Panel of leaders discuss workforce development

After hearing presentations from national economists, state and local workforce developers and educational officials and sitting on a panel with students at the Commodore Conyers College and Career Academy, Lt. Governor Casey Cagle was a bit overwhelmed.

“In every category I will tell you that this college and career academy is best in class,” Cagle said at the end of the 2018 Business and Education Summit at 4C Academy. “Their soft skills; their ability to greet people, look them in the eye, you just know that they are destined for great success.”

VIDEO: Cagle Touts 4C Following Business Summit

Cagle had just wrapped the 2018 Summit -- an annual celebration of college and career academies and the workforce development work they do -- when he praised 4C students, some of which he got to meet personally while sitting on a panel with them earlier in the day.

“I think the thing that’s always most exciting about our Business and Educational summit is meeting the students and talking about the things that have really impacted their lives through the educational experience through the college and career academy,” Cagle said. “Here, with the four students that were part of the robotics program and them not only being able to compete at the local and state level but nationally as well, is pretty remarkable.”

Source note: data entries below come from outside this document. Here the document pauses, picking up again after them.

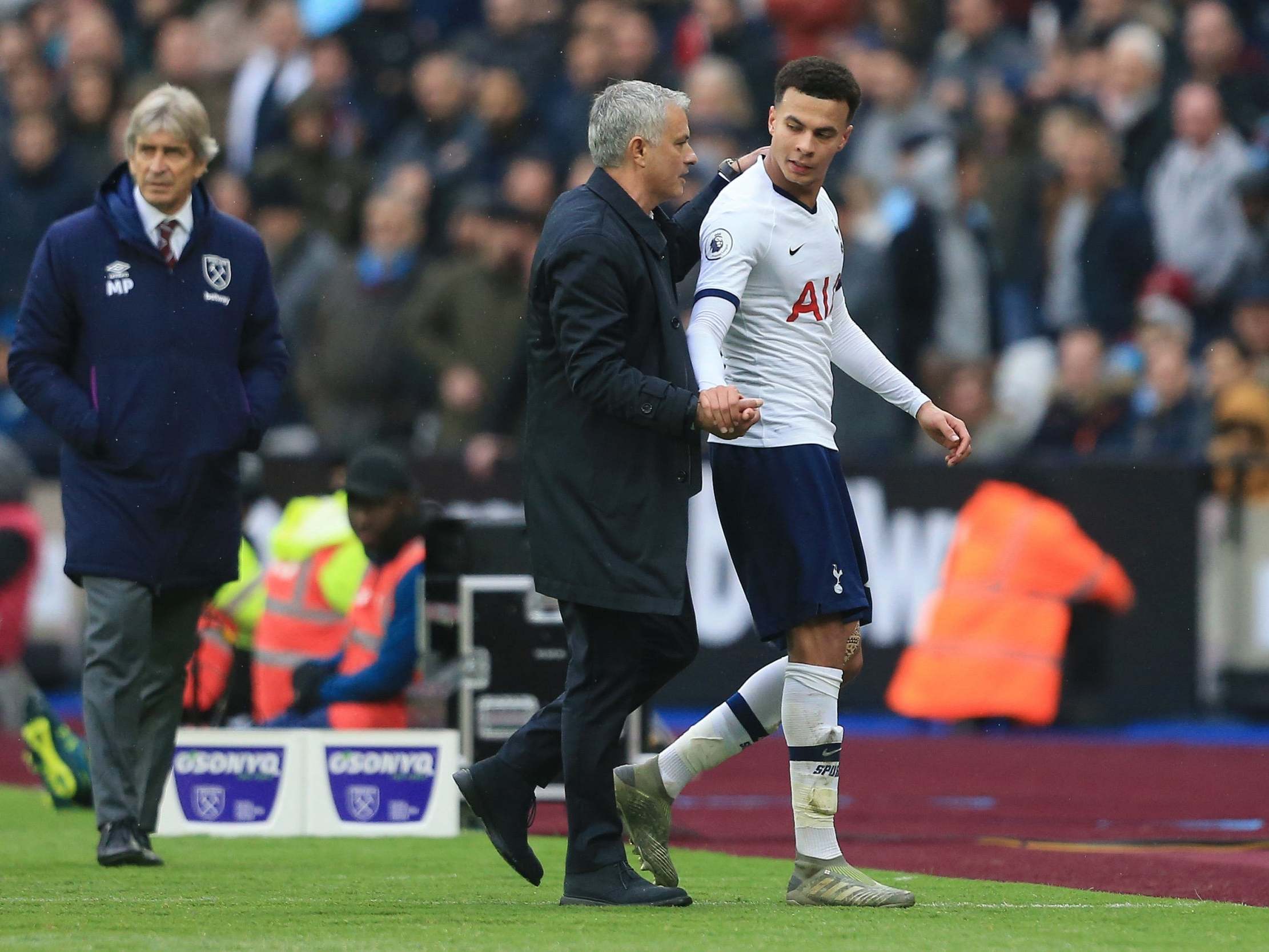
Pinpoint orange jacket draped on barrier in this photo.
[886,480,1133,725]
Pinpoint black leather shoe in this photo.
[97,820,144,866]
[454,758,542,886]
[560,861,692,906]
[133,826,162,866]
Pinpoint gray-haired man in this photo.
[454,81,760,905]
[9,86,287,866]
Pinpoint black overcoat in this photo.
[524,169,726,614]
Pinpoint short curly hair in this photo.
[776,56,863,120]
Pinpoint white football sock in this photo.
[783,662,841,859]
[656,657,788,797]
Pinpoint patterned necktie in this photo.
[159,218,180,270]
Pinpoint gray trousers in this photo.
[84,576,207,832]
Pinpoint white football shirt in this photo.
[689,161,925,449]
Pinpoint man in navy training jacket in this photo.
[9,85,287,866]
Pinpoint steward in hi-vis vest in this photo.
[251,492,370,724]
[269,447,425,730]
[183,536,264,724]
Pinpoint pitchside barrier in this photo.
[158,728,458,837]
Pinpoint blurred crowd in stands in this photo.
[0,0,1269,476]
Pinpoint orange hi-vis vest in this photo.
[182,538,264,717]
[251,545,349,724]
[326,538,427,730]
[182,605,238,712]
[886,480,1133,725]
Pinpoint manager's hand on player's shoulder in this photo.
[697,386,762,439]
[916,400,970,466]
[736,146,772,171]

The Summit, which was hosted for the first time at 4C Academy on Monday, Aug. 27, allowed business and education leaders from around Georgia an opportunity to learn about the latest economic trends, workforce and labor data and trends in secondary and higher learning.

In addition to nationally-renowned experts like Dr. Roger Tutterow, an economist from Kennesaw State University, the summit also put local experts like 4C Academy CEO Chris Hatcher, Albany State University President Dr. Marion Fedrick and ASU’s Dr. Robert S. Owar on center stage to talk about how education is adapting to meet demands from industry partners.

The Dougherty County School System has been leveraging and growing partnerships with local industry to design career pathway options for students that both prepare them for real-world workforce demands while providing a labor force for industry partners.

The system recently announced a new partnership with both industry and higher-education partners to help create new opportunities for students. The Industrial Operations Technician (IOT) Program was certified at Albany Technical College last year and is a direct response to conversations about the needs of local manufacturers like P&G’s Paper Products Plant. The program is specifically aligned to the manufacturing process employed by P&G so that successful students are better prepared to take P&G’s entrance exam and get placed with employment opportunities.

The program saw six DCSS High Students participate and complete last school term. The program at Albany Tech has so far experienced a 100% pass rate on P&G’s Reasoning Exam.